As doctors and seasoned parents, Alicia and Tarek knew they needed a better postpartum care plan for the arrival of their third. Here’s what they loved about their time at Boram.
What is it like to stay at a postnatal retreat? We know our future guests are wondering this very thing, so we asked a husband and wife duo if they would share their experience with us.
Alicia and Tarek are seasoned parents and doctors who stayed with us after their third son was born. Not only were we able to get the perspectives of both parents – the postpartum mother and the father– we were also able to see the value of a postpartum stay through the eyes of a surgeon and an OBGYN.
We sat down (virtually) with Alicia and Tarek two weeks after their Boram stay to see how the after birth care they received with us was different from going it alone. Here are the highlights and insights they shared with us.
Boram: Let’s start with a big takeaway: what was the most surprising or unexpected element of your stay with us?
Alicia: Honestly, I was blown away by how professional everyone was. It was such a cohesive vision, and everyone on the team was extremely experienced and professional.
Tarek: I expected, going in, for it to be a luxury hotel retreat. It felt like a combination of that and the delivery floor of the hospital. The level of care was great for a newborn. We’ve been down this road before so we know what to expect. With our first born it was all new and we needed family members to help but this environment was great for new parents – the level of care was there.
Speaking of first-time parents, how did this experience compare to bringing home your first?
A: It was so unexpected and special. With the third, it’s usually all business, but this gave us a chance to bond and have one-on-one time. It’s incredibly helpful for any parent – first or third time moms.
T: Going home can be overwhelming. So many people pull you in different directions. This really gives you the perfect segue. At Boram you get an objective professional – postpartum doulas, lactation consultants, etc. – in an environment where you are comfortable. You learn healthy habits that you can take home.
A: Yes, especially in NYC where many people don’t have family at home. These are professional and experienced providers. It’s a very, very compassionate and warm environment. I remember saying to one of the Care Team members that I felt bad that I left the baby in the nursery for a long time, and she was so supportive to remind me there was no judgment.
Had you ever heard of this concept before learning about Boram?
T: I grew up outside of the US, in a culture where the community is there to help you as a new parent. I grew up with community and family co-parenting – but never a third party.
What would you say to a family deciding if Boram should be part of their postpartum care plan?
A: Do it!
As medical providers, how do you think this will change the way you advise patients?
A: I would definitely recommend it. Sometimes, I feel as women, we are expected to do it all and not complain. We’re always the last ones to take care of ourselves. There’s a lot of pressure on women during the postpartum period. Boram is a fantastic service to have – to be surrounded by a skilled and compassionate team to help you through the transition.

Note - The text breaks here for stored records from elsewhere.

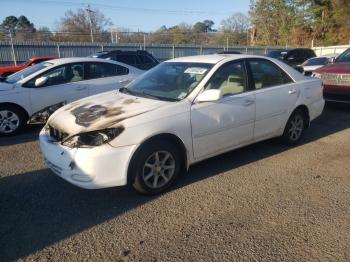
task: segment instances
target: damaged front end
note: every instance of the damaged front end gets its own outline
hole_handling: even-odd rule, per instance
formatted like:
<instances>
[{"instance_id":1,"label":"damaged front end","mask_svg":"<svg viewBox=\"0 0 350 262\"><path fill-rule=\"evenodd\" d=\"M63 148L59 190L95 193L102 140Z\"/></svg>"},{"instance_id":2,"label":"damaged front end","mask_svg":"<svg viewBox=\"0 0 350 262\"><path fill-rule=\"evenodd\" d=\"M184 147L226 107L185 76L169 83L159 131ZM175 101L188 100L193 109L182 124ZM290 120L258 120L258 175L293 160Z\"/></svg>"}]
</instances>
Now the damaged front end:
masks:
<instances>
[{"instance_id":1,"label":"damaged front end","mask_svg":"<svg viewBox=\"0 0 350 262\"><path fill-rule=\"evenodd\" d=\"M47 122L49 117L59 108L66 105L67 102L63 101L48 107L45 107L44 109L36 112L33 114L29 119L29 124L44 124Z\"/></svg>"}]
</instances>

As an OBGYN, this serves really well to prevent the common postpartum anxiety and depression that can develop. For one, sleep is so hard to oget. It seems so basic, but sleep is so crucial. Going from the contrast of being monitored at the hospital and having people check on you constantly, to them returning home. When you leave with your first baby, there’s so much anxiety. It’s very stressful for moms, for many of my patients, when you’re not ready to leave the hospital. Boram offers a beautiful transition point. Ease your way into learning. It honestly makes it go from being a super stressful transition to a more beautiful transition you might think of more fondly!

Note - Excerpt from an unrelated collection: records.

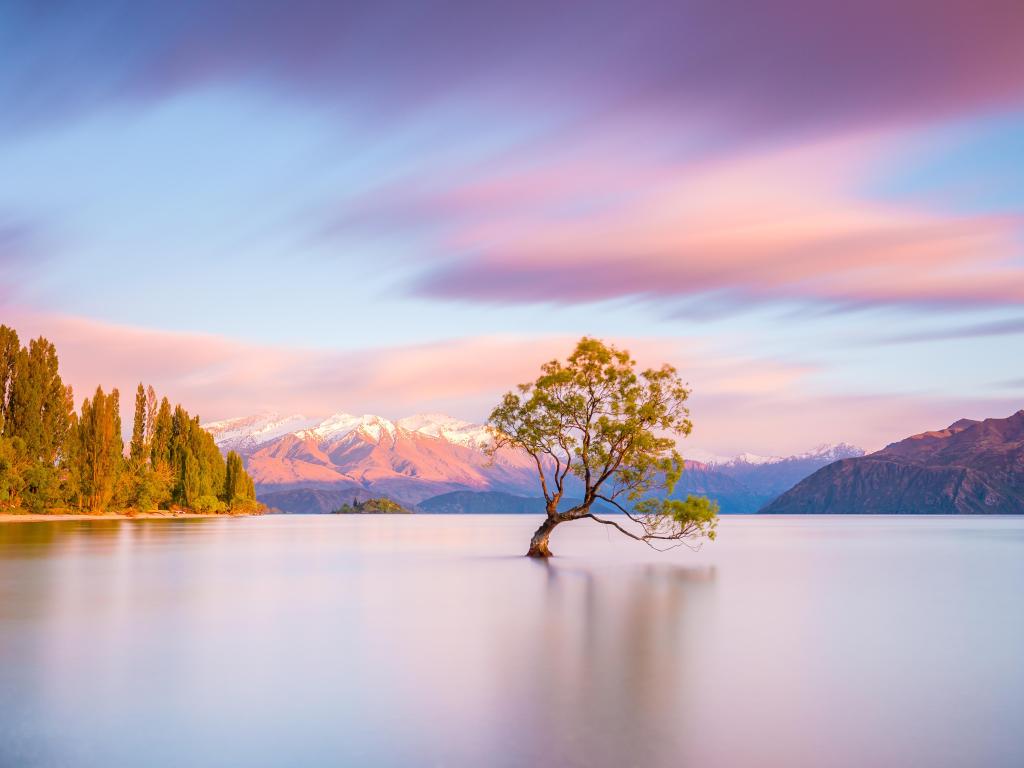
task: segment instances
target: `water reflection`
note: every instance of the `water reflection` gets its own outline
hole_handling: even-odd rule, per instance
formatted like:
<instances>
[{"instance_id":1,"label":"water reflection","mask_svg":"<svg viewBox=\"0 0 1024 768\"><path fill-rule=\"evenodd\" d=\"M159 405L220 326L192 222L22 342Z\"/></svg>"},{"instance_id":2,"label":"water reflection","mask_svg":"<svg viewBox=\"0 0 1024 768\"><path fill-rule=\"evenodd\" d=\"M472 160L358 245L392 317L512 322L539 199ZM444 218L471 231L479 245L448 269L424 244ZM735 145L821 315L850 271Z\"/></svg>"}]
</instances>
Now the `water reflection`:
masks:
<instances>
[{"instance_id":1,"label":"water reflection","mask_svg":"<svg viewBox=\"0 0 1024 768\"><path fill-rule=\"evenodd\" d=\"M535 524L0 526L0 765L1024 762L1021 521Z\"/></svg>"}]
</instances>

T: The expectations on women in modern society are harsh. You’re asked to do so much. In the past you would always rely on help from family and community. Moms are asked to be everything now, and yet we live in a disconnected society. The time after child birth is extremely hard and isolating for moms. We can’t revert back to the preindustrial era, but something like this, like Boram, helps bring back the sense of community people used to have. It’s great to have that option
Thank you so, so much for your time! Any last thoughts to share?
A: This feels small, but the fact that they came and got all the bottles and pumping supplies and cleaned, sanitized and returned them. You don’t realize the little things that are so helpful. It was a really nice detail that took a weight off my shoulders that I didn’t even know existed!
And, honestly, I took a nap within the first 40 minutes of arriving. I was so grateful to be there. Our son was in such great hands with postpartum doulas and certified nurses and nursing assistants. So, yes – the attention to the supplies, the food – and it was so quiet!
T: For me, it was the emphasis on rest. Making sure you felt like you could replenish. We do believe it’s an amazing concept, there is such a need for it. We would definitely recommend it to others.